The woman in the niqab
is pretty much excluded from the small change of everyday life. It really makes
a very big difference that you can’t see a face and from the face gauge whether
a compliment or a joke would be appreciated or has gone down well. Leave aside
that the man in tee-shirt, jeans, and trainers might not approve. Leave aside
that she is not going to initiate any exchange anyway. The face covering
inhibits any exchange. I suppose that is its purpose.
The exclusion is not
total: if there are women wearing hijab on the streets they do engage with
women wearing the niqab and vice versa (I’ve seen this on strolls elsewhere).
Perhaps the best hope for the future is that women who wear headscarves enable
women fully covered to change their style, at least for everyday street life.

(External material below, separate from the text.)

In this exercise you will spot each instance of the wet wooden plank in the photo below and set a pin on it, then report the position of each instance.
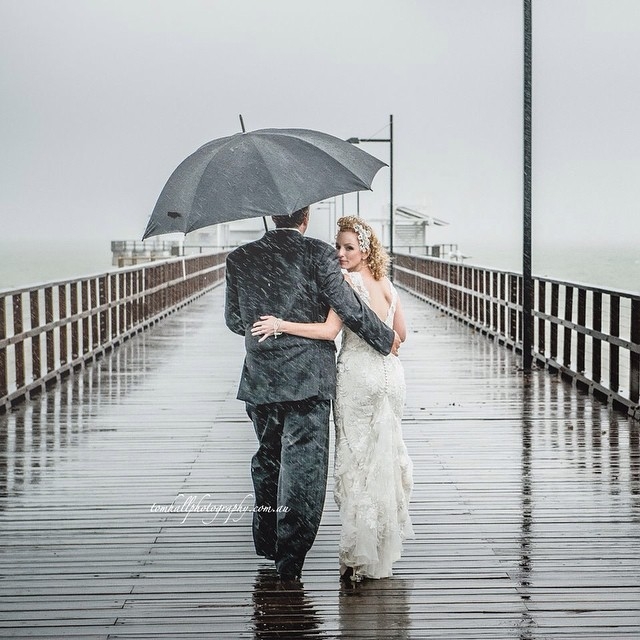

Maybe the niqab would then become something reserved for special days, a
reminder of the past, like the traditional dress that jeans-and-trainers males
put on for formal occasions. It would cease to be a burdensome obligation of
everyday life. In the same way, though I can't understand why anyone would want
to wear impractical high heels for shopping or work - and most certainly should
not be obliged - it’s understandable that someone might want to wear them for
special occasions, even if they end up being kicked off and abandoned.
But there are more ways
of bringing on cultural change than imagined in my philosophy. In that same
lunch break stroll a five-abreast group of teenagers are coming towards me; in
the middle a tall, smiling, noisy girl has combined hijab with bright yellow
stiletto heels - or perhaps, vice versa.
This re-written version pasted in on 27 January 2023 replaces the original post. The substance is unchanged but the prose has been restyled.